In Oranienburg, beim früheren KZ Sachsenhausen, suchen Experten nach Strategien für die Gestaltung der Orte nationalsozialistischer Verbrechen

Als ehemalige KZ-Häftlinge Mitte der Fünfzigerjahre das einstige Konzentrationslager Sachsenhausen besuchten, waren sie schockiert über den verwahrlosten Zustand des Geländes. Sie forderten eine würdige Gestaltung des Lagers als Gedenkstätte. Die noch erhaltenen Häftlingsbaracken wurden abgerissen. Das parkartig gestaltete Gelände diente der DDR-Regierung seither für Aufmärsche und Feiern.

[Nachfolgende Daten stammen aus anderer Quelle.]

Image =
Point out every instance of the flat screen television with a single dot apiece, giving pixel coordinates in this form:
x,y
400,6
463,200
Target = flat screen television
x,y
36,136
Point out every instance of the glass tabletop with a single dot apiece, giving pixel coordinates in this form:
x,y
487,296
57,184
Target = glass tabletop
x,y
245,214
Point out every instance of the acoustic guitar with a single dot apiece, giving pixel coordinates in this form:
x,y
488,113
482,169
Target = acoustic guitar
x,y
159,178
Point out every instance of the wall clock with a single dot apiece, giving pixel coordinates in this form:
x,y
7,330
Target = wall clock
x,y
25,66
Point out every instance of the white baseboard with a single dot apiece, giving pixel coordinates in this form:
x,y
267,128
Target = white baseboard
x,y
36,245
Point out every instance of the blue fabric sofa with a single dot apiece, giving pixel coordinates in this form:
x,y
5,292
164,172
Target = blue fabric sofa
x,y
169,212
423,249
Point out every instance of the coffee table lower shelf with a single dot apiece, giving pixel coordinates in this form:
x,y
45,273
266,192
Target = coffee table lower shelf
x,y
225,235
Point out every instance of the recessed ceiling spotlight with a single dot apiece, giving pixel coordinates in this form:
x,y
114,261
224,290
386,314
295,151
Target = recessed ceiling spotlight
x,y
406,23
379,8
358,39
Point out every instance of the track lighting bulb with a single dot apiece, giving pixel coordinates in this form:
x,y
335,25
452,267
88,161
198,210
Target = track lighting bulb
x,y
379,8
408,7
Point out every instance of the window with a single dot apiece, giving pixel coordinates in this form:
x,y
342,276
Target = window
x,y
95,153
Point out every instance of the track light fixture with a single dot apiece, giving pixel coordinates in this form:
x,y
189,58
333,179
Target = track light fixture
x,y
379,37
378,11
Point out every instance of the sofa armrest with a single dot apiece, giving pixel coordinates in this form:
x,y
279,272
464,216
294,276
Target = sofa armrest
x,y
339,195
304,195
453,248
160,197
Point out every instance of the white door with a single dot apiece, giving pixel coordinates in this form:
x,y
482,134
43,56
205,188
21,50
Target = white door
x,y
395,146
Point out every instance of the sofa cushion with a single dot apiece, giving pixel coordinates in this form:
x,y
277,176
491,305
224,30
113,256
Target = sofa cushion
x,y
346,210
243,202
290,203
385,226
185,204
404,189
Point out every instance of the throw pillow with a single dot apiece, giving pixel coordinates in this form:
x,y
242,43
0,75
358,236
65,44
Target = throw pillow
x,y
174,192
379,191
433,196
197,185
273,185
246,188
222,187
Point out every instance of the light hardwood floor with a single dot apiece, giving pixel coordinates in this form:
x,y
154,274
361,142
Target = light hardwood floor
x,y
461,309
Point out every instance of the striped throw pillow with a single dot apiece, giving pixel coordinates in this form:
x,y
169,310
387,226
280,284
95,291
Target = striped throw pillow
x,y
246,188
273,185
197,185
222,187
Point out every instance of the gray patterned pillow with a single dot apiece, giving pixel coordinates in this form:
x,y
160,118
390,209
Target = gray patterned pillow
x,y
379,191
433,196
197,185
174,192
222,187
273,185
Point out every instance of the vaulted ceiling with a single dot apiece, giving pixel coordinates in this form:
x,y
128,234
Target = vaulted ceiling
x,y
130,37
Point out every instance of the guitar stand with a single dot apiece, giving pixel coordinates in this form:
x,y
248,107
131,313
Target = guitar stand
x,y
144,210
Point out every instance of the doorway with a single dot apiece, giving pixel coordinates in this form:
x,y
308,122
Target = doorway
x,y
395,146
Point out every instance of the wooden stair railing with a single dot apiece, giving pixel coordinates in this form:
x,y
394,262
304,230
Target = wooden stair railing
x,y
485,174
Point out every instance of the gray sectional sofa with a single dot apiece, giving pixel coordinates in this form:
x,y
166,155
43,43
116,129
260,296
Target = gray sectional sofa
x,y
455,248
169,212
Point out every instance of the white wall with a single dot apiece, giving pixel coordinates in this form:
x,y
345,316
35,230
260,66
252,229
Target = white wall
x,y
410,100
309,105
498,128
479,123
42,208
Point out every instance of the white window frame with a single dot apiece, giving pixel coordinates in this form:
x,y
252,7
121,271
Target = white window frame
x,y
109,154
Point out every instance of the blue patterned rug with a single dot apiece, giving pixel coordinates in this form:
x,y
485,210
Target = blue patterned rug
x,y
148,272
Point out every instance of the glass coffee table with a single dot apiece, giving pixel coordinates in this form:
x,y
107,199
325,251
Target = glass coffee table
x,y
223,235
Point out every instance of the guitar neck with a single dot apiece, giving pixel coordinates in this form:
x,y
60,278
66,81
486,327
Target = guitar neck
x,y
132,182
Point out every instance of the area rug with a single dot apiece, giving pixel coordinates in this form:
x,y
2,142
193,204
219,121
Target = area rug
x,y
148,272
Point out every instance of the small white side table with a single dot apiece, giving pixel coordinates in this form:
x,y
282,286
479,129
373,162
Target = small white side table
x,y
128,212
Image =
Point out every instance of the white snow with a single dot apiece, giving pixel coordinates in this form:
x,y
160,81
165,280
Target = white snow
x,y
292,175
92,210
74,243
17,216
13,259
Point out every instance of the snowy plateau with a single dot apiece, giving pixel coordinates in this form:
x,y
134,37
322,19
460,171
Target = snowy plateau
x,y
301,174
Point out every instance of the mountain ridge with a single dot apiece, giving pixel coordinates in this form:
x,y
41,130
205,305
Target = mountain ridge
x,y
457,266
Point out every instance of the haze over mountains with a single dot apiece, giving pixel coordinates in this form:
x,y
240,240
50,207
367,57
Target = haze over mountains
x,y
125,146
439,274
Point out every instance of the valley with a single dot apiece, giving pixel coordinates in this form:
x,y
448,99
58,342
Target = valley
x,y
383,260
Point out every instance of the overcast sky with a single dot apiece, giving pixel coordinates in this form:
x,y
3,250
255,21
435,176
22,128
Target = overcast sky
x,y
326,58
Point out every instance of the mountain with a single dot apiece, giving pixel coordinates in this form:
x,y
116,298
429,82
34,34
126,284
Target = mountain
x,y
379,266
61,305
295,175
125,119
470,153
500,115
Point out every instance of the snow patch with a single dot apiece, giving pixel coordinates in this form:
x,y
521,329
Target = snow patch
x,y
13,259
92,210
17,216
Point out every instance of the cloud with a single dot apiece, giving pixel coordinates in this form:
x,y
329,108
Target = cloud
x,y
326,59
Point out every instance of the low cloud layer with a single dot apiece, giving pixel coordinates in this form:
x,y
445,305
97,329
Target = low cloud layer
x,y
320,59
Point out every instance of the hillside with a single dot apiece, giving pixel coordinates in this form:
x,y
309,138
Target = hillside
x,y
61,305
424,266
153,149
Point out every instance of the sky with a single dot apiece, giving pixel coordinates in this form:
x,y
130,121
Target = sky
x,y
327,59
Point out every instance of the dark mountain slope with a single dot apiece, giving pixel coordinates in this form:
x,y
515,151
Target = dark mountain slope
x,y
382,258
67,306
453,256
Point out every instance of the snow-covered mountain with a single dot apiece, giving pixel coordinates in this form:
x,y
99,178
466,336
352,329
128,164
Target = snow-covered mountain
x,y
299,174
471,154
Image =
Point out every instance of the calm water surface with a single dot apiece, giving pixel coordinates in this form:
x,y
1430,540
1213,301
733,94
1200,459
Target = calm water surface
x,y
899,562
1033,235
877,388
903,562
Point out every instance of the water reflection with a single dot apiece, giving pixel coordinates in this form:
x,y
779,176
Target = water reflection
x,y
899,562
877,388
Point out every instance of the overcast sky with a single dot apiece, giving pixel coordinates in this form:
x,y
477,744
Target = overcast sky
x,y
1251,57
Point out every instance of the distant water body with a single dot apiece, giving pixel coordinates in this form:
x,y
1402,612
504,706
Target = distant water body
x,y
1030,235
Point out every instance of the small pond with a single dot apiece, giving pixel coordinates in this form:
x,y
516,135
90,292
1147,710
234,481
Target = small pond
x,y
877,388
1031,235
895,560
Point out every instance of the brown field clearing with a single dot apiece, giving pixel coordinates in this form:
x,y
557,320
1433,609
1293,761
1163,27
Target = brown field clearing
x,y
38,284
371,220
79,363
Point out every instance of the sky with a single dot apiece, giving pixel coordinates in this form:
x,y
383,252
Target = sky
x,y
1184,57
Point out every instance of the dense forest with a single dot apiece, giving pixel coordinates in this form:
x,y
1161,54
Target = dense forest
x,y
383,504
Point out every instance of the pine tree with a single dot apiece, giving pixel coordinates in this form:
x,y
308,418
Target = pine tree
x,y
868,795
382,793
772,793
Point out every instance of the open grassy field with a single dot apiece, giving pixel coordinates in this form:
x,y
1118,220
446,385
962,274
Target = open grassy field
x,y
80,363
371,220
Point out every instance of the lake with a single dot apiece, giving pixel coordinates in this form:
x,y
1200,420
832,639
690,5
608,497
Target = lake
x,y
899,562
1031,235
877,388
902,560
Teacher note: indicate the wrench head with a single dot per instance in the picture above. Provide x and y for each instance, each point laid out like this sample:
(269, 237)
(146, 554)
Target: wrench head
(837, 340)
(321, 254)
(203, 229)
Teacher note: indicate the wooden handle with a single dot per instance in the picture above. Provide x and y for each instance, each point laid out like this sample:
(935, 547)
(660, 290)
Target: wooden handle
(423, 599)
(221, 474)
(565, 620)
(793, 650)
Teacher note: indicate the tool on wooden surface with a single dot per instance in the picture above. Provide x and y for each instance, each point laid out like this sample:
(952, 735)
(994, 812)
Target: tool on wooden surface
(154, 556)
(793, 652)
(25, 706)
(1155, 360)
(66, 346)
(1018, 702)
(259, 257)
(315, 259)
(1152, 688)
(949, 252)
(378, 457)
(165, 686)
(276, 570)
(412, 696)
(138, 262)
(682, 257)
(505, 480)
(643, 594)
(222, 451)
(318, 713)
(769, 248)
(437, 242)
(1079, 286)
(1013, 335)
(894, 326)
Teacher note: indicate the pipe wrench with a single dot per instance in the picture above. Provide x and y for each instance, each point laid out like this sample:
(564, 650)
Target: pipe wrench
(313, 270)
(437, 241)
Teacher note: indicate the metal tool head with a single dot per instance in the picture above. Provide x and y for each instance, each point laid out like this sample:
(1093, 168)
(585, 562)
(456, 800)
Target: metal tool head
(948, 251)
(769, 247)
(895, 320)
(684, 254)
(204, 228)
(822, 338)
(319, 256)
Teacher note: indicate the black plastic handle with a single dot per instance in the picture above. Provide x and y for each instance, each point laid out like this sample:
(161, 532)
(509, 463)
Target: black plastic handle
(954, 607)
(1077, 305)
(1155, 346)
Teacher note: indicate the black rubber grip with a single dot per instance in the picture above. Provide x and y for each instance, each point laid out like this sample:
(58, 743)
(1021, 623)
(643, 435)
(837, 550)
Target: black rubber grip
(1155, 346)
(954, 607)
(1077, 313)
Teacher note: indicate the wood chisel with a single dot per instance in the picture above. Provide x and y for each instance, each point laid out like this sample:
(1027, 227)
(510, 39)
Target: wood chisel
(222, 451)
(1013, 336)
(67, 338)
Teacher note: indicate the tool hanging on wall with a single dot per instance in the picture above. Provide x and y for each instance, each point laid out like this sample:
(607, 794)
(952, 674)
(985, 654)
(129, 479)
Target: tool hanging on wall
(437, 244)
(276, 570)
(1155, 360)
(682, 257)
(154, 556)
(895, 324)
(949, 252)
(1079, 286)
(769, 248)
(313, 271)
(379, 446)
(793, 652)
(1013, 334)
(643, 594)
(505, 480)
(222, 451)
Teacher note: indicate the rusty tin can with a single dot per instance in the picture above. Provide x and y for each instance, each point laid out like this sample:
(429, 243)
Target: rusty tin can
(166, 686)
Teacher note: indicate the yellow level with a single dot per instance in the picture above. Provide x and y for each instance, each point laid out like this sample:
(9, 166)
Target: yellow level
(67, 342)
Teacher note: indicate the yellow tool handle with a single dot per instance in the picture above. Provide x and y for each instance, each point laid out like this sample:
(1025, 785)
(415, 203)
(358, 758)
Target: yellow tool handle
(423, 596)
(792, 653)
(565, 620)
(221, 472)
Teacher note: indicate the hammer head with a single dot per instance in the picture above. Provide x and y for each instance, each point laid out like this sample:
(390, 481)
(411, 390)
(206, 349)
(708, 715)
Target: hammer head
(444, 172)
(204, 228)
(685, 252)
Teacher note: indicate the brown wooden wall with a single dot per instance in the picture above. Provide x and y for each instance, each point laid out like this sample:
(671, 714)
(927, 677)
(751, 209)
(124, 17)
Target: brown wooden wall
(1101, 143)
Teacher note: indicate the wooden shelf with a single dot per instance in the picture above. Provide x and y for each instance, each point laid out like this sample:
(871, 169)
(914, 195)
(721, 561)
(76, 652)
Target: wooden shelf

Die Stiftung Brandenburgische Gedenkstätten hat nach der Wende ein Konzept entwickelt, um diese künstlerische Überformung des Komplexes rückgängig zu machen – eine Nachnutzung und Neubebauung des denkmalgeschützten Ensembles, das über die reine Musealisierung hinausgeht. Grundlage für die Überlegungen ist das Konzept des amerikanischen Stararchitekten Daniel Libeskind. Sein Entwurf steht im Mittelpunkt des dreitägigen Symposiums „Orte des Verbrechens zwischen Geschichte und Stadtentwicklung“, das ab heute in Berlin und Oranienburg stattfindet. Auf der Tagung, veranstaltet von der Stadt Oranienburg, der Stiftung Brandenburgische Gedenkstätten und der Akademie der Künste, geht es um die Entwicklung von Planungsstrategien.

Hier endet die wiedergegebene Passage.